Most modern readers are accustomed to finding a few paragraphs (or even pages) of introductory material inserted before the text of a non-fictional book or article. Such material may be written by the author or by someone else, and may come under the label of introduction, prologue, foreword, or preface. The introduction serves to orient the reader, providing such information as the purpose of the book, the occasion for its writing, and an outline of its content.

Historically speaking, the inclusion of formal introductory material is a relatively new literary phenomenon. As might be supposed, neither the Bible as a whole nor its individual books include introductions. From the perspective of the modern reader, the lack of prefatory content is a barrier to understanding. Readers who are accustomed to reading introductions before proceeding to content find themselves challenged when they are faced with a lengthy ancient text such as the Bible.

Fortunately, many Bible scholars have recognized this problem and have attempted to remedy it. In fact, there is a whole class of literature known as “Bible introduction,” made up of books which attempt to do for the Scriptures (as a whole or in various parts) what prefaces and introductions do for modern non-fiction books. Therefore, the field of Bible introduction offers modern readers a tool to bridge a gap which otherwise may hinder them from understanding and applying the Scriptures.

Discussions of authorship attempt to establish with certainty who wrote a given book of the Bible. Many Bible books do not name their authors (e.g., Acts, Hebrews), and there have been debates about the authorship of those that do (e.g., James).

Bible introductions often attempt to pinpoint a date of authorship (whether precise or approximate), particularly as this relates to the circumstances under which the writer penned the document. For example, it is traditionally held that Paul wrote his letter to the Romans from the city of Corinth, which was known in its day for its immorality. Paul’s discussion of the depravity of man in Romans 1.18-32 makes more sense in the light of his circumstances.
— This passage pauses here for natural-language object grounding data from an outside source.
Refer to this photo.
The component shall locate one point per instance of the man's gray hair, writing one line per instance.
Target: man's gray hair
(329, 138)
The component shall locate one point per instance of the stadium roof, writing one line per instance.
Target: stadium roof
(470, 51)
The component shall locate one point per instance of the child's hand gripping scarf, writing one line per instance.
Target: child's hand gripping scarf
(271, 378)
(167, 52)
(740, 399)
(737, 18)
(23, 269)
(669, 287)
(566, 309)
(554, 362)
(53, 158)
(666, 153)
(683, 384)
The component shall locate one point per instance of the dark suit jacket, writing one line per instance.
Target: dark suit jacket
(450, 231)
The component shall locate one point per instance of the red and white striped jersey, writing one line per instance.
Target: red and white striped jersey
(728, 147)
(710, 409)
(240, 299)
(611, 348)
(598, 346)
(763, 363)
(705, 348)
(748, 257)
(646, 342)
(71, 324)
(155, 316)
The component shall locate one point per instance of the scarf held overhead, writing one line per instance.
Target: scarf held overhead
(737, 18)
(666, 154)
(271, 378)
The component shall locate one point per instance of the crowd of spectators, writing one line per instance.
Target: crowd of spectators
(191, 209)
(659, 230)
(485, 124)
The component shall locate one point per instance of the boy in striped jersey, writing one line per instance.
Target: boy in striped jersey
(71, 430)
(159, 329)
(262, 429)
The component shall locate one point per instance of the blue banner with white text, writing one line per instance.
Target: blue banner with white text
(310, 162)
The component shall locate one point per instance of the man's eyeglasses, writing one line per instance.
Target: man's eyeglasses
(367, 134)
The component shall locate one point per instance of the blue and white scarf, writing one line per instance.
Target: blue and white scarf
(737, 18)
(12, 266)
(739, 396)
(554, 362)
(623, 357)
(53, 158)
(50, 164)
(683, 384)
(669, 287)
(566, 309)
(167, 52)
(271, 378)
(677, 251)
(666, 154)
God did not allow any book to creep into the canon by accident. Every document that makes up the Scriptures was given with a specific divine purpose which was usually obvious to the human author as well. Most often, Bible books were written for the purpose of edifying God’s people in a particular way. Bible introductions commonly try to discover the purpose of the writing.

Introductions often discuss the book’s intended audience, including a description of both the original recipients and the destination of the writing. For example, Paul’s harsh criticism of the Corinthian church in the first epistle do not appear unreasonable given its members’ spiritual immaturity. Conversely, the mellowed tone of 2 Corinthians makes sense in the light of their repentance and restoration.

Many Bible introductions provide a summary or survey of the message of a Bible book. This can prove very helpful to the reader. Sometimes this overview may take the form of an outline which reveals the structure of the document.

Some Bible introductions cover other features of the biblical documents, including the following:
  • sources on which the biblical authors may have relied for parts of their writing;
  • the literary form or forms which make up a Bible book; and
  • other key concepts which impact the proper interpretation of a Bible book.